Several Win32 API calls are useful for manipulating Unicode data. LCMapStringW can map a character string to uppercase, to lowercase, or even to a sort key based on a locale ID. CompareStringW provides locale-sensitive string comparison. Both LCMapStringW and CompareStringW can handle Unicode strings and Unicode idiosyncrasies such as nonspacing characters. CompareStringW carries an option to ignore a character's case, width, or accents when comparing character strings. This option is the preferred way to compare a with A or ä. If you specify the right flags, you can even equate more disparate characters, such as the German ß with SS or the hiragana with the katakana .

GetStringTypeW can be used to test whether characters are alphabetic characters, numeric characters, punctuation, right-to-left characters, hiragana, and so on. In this case, the return values are not locale-sensitive but are based on Unicode classifications. Thus, Greek letters are always tagged as alphabetic, even though in English they are often used as symbols. (GetStringTypeA, CompareStringA, and LCMapStringA are based on code pages, not on Unicode, in Win32s and Windows 95. The results of the -A and -W API calls are identical, however.)

Like LCMapStringW, FoldStringW maps strings, but like GetStringTypeW, the conversions are based solely on Unicode rules and are not locale-sensitive. FoldStringW provides a way to map any kind of digit (such as Arabic-Hindi, kanji, or Thai) to ASCII '0' through '9' and also maps between an accented character and its composed forms—a plain character followed by one or more nonspacing accent marks.

See Figure 3-15 below:

Figure 3-15 ASCII, Arabic-Hindi, kanji, and Thai numbers.

The FoldStringW function can also map characters in Unicode's compatibility zone into standard Unicode characters. The compatibility zone contains characters that aren't part of Unicode's standard range because they duplicate existing characters but are necessary for one-to-one round-trip conversion between Unicode and other standards. For example, the full-width ASCII characters and the half-width katakana characters in Shift-JIS are mapped to Unicode's compatibility zone (see Figure 3-16). They duplicate the half-width ASCII and the full-width katakana characters of Shift-JIS, which are mapped to Unicode's standard range. The compatibility zone also contains vertical alternates of some glyphs and variants of Arabic characters. FoldStringW is useful when it's not important to preserve round-trip conversion or when it's unnecessary to distinguish between character variants. For example, if you are looking for all instances of the letter A, half-width and full-width forms are equivalent.

Figure 3-16 Excerpts from the half-width ASCII characters (0x20 through 0x7F in Shift-JIS), the full-width katakana characters (0x8340 through 0x8396 in Shift-JIS), the full-width Latin alphabet (0x8249 through 0x829A in Shift-JIS), and the half-width katakana characters (0xA6 through 0xDF in Shift-JIS) as they appear in Unicode. The full-width Latin and half-width katakana characters are part of the compatibility zone.

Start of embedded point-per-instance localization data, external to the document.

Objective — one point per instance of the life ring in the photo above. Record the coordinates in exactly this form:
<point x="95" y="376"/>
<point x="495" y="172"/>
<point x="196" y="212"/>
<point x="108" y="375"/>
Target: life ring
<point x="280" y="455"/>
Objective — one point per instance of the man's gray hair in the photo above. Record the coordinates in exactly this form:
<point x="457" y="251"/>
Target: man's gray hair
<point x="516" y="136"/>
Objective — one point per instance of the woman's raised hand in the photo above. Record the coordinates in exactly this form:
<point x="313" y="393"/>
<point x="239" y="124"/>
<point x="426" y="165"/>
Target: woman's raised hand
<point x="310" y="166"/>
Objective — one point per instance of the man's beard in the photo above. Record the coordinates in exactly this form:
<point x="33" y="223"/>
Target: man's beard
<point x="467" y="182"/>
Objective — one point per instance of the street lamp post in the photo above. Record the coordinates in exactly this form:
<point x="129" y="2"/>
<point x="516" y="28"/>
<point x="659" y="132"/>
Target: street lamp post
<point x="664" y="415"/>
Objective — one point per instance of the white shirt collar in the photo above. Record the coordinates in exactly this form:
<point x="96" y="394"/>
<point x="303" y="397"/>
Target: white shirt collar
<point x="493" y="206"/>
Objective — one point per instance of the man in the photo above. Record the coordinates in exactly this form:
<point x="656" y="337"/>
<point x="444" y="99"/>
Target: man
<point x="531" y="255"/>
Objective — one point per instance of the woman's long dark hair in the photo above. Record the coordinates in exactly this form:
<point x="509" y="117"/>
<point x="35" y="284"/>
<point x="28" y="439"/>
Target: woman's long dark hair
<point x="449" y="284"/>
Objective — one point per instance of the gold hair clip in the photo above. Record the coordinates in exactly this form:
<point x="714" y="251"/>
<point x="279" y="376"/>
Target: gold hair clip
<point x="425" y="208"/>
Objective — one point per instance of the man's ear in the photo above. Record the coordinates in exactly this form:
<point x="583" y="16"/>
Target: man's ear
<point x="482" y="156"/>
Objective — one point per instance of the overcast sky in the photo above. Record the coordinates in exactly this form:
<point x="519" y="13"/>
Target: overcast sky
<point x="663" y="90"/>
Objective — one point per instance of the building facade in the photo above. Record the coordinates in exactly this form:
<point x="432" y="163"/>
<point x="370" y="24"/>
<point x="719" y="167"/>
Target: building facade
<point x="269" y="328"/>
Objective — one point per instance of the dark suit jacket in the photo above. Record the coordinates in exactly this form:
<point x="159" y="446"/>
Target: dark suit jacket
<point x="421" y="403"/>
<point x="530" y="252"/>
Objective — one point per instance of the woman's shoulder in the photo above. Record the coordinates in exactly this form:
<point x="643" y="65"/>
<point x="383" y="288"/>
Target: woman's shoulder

Windows NT also takes advantage of Unicode's private-use zone. The system maps the end-user defined character (EUDC) ranges set aside in Windows 3.1–based Far East code pages to the private-use zone, but it doesn't assign any fonts, glyphs, or other special semantics to these characters. These characters sort together as a group in numeric code-point order and sort last after all other script ranges. Because the private-use characters could be anything, depending on the application, Windows NT does not allow private-use characters in user names, share names, volume labels, or filenames. They are more or less banned from the system name space.